Publié le 25 février 2013 par Malesherbes

J'ai passé les 34 dernères années de ma carrière d'ingénieur dans la filiale française d'une multinationale américaine, où j'avais chois le métier de techno-commercial. Alors que le commercial est la personne chargée de vendre les produits ou services, le technico-commercial est celle chargée d’appuyer techniquement le vendeur et surtout de réaliser les promesses faites par celui-ci. A l’origine, le commercial étant payé au variable, son partenaire était au fixe, ce qui augmentait un peu sa crédibilité. La rémunération variable était destinée à motiver les commerciaux mais le facteur primordial pour leur réussite résidait dans leur aptitude à bien négocier leur territoire et leurs objectifs.

Dès 1977, à la faveur du plan Barre, la direction de l’entreprise a réussi à détacher les augmentations générales de la progression de l’indice INSEE puis les a finalement supprimées, pour n’accorder plus que des augmentations personnelles, dites au mérite. Un nouveau raffinement a consisté à demander ensuite aux employés de proposer eux-mêmes à leur supérieur leurs propres objectifs. Ils devenaient ainsi totalement responsables de leur niveau de réalisation.

Destinée au départ à motiver le personnel et à l’inciter à son propre dépassement, cette rémunération au mérite avait surtout pour effet de freiner la croissance de la masse salariale. Mais elle présentait un grave inconvénient : une fois accordée, une augmentation se trouvait intégrée au salaire et donc toujours perçue à l’avenir, même si comme l’histoire me l’a prouvé ensuite, une baisse de salaire collective demeurait possible. D’où cette idée géniale de remplacer les augmentations par des primes. Ainsi, comme le disait un de mes patrons : « si tu as maintenant de bons résultats, eh bien, l’an prochain, il faudra remettre le couvert ».

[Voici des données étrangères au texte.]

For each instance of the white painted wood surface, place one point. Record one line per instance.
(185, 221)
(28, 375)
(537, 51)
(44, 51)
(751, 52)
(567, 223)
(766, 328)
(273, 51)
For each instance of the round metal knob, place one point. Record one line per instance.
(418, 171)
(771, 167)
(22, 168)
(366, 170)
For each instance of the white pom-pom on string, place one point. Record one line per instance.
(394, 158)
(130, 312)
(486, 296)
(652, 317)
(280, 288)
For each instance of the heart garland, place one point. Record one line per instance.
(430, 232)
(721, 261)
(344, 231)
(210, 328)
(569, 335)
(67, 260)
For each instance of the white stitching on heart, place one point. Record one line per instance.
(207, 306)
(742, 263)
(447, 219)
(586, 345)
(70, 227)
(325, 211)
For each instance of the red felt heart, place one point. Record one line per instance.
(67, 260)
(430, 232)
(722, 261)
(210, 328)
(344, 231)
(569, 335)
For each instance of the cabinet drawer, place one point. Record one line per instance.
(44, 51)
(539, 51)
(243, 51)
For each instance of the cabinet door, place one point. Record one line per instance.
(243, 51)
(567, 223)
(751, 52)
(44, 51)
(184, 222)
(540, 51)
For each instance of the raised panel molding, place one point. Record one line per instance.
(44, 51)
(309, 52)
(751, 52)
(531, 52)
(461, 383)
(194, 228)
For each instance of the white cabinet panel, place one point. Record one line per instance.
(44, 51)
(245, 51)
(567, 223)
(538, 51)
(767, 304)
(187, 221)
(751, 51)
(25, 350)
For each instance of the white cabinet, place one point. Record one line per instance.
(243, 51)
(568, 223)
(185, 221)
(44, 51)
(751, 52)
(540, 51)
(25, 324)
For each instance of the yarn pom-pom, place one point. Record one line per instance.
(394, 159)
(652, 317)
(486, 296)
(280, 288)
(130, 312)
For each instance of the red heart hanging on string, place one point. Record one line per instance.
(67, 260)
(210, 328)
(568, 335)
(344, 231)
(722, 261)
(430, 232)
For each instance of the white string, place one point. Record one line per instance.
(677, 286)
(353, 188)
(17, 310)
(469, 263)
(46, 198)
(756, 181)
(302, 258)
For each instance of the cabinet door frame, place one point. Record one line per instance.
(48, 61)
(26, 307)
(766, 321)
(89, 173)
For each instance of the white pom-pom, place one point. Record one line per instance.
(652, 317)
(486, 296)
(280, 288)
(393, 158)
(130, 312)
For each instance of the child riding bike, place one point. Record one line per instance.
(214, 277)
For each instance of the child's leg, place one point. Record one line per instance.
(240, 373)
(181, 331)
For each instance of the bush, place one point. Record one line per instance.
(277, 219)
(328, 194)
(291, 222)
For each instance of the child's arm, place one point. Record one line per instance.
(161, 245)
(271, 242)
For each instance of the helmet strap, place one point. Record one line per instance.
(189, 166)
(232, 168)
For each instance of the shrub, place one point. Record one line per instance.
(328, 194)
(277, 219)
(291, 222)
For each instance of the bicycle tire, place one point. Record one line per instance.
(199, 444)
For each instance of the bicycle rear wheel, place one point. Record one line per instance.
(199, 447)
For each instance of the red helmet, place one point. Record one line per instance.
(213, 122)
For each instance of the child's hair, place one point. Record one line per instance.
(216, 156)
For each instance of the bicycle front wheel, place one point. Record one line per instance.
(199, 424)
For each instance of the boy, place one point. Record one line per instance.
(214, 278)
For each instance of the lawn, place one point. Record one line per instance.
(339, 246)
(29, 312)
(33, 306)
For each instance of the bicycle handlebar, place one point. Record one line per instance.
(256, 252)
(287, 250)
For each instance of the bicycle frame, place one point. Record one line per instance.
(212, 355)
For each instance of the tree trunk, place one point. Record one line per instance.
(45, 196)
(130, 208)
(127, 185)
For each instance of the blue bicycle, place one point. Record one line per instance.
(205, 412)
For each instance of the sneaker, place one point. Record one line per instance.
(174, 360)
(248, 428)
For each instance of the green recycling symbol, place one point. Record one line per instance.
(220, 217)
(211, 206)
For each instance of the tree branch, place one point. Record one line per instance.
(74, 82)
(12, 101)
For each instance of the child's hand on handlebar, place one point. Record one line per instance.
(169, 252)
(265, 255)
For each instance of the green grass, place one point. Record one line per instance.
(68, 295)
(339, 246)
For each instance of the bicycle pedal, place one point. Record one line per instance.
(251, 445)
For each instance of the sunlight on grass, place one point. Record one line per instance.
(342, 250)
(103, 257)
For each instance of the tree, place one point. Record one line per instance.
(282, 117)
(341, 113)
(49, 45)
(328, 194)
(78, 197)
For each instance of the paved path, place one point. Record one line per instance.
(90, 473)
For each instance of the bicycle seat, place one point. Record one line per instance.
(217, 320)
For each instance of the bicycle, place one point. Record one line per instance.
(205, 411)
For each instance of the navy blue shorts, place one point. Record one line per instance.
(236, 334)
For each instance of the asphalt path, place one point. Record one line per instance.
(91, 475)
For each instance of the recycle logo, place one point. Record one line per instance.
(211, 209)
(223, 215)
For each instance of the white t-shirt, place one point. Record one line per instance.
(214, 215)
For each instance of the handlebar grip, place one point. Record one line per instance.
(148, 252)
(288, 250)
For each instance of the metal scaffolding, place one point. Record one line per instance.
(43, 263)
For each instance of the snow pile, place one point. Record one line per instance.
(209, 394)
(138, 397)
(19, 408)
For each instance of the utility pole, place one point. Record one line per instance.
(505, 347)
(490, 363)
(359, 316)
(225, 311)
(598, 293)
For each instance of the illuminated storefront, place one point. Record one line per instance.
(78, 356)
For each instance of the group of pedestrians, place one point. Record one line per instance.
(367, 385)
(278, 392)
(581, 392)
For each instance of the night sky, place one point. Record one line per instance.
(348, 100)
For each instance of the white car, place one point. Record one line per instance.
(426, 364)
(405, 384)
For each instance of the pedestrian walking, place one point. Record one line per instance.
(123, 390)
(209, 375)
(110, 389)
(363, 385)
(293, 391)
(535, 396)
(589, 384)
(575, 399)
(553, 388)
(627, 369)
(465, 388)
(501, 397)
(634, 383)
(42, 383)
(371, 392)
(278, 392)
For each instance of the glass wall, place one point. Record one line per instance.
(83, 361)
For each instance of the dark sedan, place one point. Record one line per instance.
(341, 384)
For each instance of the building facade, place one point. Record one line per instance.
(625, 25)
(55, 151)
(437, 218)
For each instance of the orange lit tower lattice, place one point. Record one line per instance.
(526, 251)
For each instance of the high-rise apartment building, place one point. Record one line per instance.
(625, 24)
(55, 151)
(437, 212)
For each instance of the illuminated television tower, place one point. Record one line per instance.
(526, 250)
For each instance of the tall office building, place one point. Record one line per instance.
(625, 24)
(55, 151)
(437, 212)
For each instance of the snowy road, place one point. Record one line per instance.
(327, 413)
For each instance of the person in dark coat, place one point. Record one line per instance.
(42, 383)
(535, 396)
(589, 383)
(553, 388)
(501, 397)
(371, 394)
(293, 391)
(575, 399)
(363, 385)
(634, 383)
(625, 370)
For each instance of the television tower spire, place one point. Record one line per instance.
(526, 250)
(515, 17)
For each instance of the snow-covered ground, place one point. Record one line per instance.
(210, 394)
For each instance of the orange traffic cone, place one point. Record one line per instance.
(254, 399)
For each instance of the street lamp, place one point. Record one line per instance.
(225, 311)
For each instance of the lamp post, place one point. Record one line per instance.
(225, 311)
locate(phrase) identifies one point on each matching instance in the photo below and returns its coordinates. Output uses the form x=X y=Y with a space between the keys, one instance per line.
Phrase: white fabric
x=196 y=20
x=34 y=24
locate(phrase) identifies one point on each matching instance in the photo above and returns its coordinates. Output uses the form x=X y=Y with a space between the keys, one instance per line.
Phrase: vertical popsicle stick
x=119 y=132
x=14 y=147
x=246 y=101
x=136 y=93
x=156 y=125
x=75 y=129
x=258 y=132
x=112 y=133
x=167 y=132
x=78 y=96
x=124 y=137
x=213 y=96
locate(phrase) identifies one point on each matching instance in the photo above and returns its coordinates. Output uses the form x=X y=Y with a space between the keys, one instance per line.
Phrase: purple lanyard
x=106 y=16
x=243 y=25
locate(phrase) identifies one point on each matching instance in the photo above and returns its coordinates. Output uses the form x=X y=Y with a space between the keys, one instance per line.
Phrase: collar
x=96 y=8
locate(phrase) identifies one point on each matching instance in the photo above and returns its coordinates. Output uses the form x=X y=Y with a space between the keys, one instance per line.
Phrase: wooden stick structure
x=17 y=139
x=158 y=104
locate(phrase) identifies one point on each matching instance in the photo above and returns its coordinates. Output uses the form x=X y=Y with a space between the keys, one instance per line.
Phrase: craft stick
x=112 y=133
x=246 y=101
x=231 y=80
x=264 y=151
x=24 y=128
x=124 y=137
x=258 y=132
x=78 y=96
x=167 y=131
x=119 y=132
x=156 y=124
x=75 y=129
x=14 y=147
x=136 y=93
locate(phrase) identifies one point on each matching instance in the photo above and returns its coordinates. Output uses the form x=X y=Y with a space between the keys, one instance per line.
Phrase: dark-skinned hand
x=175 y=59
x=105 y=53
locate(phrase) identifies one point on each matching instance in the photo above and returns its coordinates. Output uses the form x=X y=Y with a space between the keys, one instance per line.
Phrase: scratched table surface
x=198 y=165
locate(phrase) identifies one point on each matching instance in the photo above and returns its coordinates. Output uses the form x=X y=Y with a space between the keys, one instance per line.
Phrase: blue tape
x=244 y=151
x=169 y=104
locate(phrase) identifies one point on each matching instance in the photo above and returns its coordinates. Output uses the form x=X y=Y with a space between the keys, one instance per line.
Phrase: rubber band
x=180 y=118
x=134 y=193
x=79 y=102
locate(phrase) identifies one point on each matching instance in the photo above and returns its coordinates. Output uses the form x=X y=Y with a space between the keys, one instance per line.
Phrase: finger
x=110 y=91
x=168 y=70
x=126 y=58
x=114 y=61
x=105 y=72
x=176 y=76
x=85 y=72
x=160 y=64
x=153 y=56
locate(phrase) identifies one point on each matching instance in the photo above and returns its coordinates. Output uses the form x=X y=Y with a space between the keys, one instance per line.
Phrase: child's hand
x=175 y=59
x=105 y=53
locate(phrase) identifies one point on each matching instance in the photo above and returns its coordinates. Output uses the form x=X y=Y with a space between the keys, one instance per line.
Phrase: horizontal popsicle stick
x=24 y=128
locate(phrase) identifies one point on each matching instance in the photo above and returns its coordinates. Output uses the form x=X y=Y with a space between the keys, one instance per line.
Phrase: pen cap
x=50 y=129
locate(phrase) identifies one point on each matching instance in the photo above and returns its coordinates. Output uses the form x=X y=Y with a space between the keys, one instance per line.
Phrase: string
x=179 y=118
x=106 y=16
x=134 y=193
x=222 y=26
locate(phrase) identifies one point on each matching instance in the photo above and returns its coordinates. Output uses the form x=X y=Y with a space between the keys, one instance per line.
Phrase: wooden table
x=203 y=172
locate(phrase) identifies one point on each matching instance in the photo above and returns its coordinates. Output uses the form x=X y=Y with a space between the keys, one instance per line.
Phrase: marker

J’en arrive enfin au but de ce long exposé. M. Carlos Ghosn a certes été à l’origine de grands achèvements chez Renault, en particulier lors du redressement de Nissan. Il se trouve que l’année 2012 a été catastrophique pour Renault. Pourquoi donc son PDG devrait-il percevoir des primes pour cette année ? Régulièrement, des commerciaux sont licenciés pour résultats insuffisants. Qu’est-ce donc, si ce n’est le contrat qu’il a négocié, qui permet à M. Ghosn de continuer à percevoir des rémunérations sans rapport avec ses performances ? Il nous annonce qu’il va différer le versement de 30% de son intéressement. Si l’on comprend que le propriétaire d’une entreprise puisse librement fixer son salaire, comment un salarié défaillant, aussi haut placé soit-il, pourrait-il s’arroger le même droit ?

Dans une société fondée sur la réussite, on ne peut accepter que des grands dirigeants continuent à être confortablement payés et même maintenus dans leur poste, à la différence de plus subalternes dont la responsabilité dans la gestion est moins palpable. En fait, l’impunité continue à leur être accordée parce qu’ils ne sont responsables que devant leur conseil d’administration et que les membres de ces conseils constituent un cercle de bons camarades qui s’épaulent confraternellement.